The Role of Manganese As a Controller of Gold Mineralization/Conclusions and Recommendations
Based on the information available up to this moment, a model has been presented to explain the geochemical characteristics of the ore distribution in the San José de Las Malezas gold-quartz vein deposit, in Santa Clara, Cuba.
This model describes the serpentinization of an ultramafic protrusion, which is later obducted onto the surface to form part of an ophiolitic complex. Special attention has been given to the formation and evolution of different manganese minerals during the serpentinization of the host rocks. The model helps to explain the negative correlation between gold and manganese over the serpentinites.
It has been suggested elsewhere the possibility of a partial melting process of this ultramafic body before its protrusion. This process could have provoked the formation of a gold enriched zone due to the gravitational separation of this mineral. Although the partial melting of these rocks is possible, this idea needs to be tested in the future. The existence of a gold enriched zone in the serpentinites will not only help to explain the remobilization of gold in the hydrothermal-metasomatic fluid, but also it could become a prospecting objective in the area.
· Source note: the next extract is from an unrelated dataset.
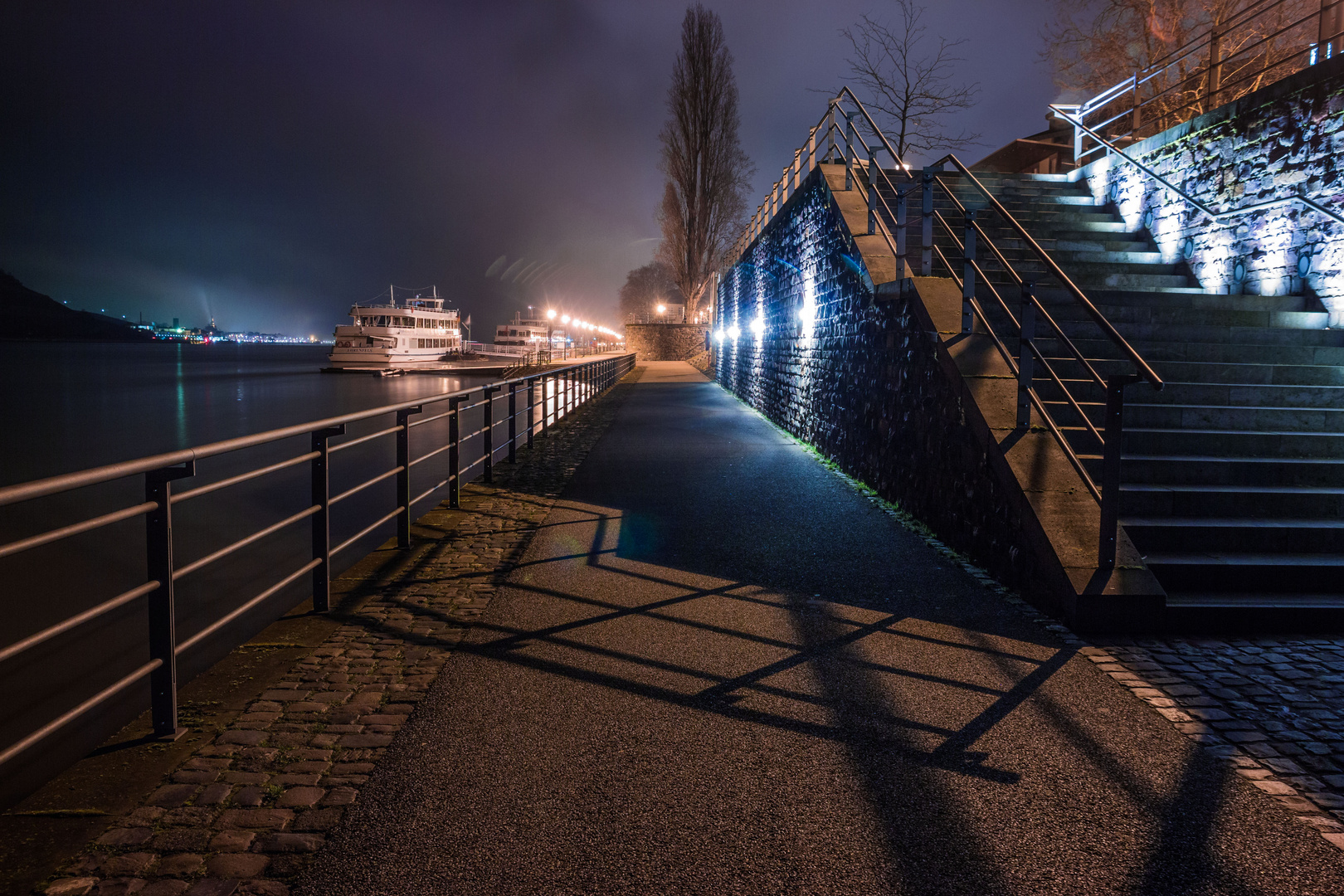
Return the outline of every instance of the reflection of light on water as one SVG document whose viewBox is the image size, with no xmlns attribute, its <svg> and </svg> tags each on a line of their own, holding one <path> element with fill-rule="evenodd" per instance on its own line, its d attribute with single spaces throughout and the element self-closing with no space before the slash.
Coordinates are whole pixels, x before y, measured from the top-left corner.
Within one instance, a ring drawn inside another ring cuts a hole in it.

After the obduction, the area was affected by hydrothermal-metasomatic fluids along the developed tectonic system. The origin of these fluids is yet to be determined, but due to the presence of H2CO3, H4SiO4, and H2S, it is possible to suggest a magmatic or magmatic-slab origin in preference to a pure slab source.
These fluids reactivated the serpentinization of the host rocks, and provoked the formation of a listwaenitic zone toward the less altered serpentinites. The model assumes that gold was leached from the serpentinites by the fluids and considers two mechanisms for its transportation. The first one is the mechanical transportation of thin scales of native gold by the fluid. This may explain the existence of a gold enrichment zone in the iron-altered serpentinites. The second mechanism is the transportation of gold as thio-complexes and its precipitation in the siliceous zone due to a decrease in pH and/or an increment of the fO2 provoked by the formation of galena, massicot or other lead minerals (chrochoite?), and the loss of temperature due to the mixing of the fluids with meteoric waters.
The same conditions of pH, fO2, and loss of temperature in the siliceous zone, provoked the precipitation of copper, lead, zinc, arsenic and silver from the fluid, and the formation of copper and lead-zinc minerals in the contact of the quartz bodies with the crushed host rocks.
Although this model can presently explain all the known characteristics of the distribution of gold and other ores in this deposit, I am not presenting it as uncontroversial model, but as a working hypothesis to formulate what needs to be tested in future studies.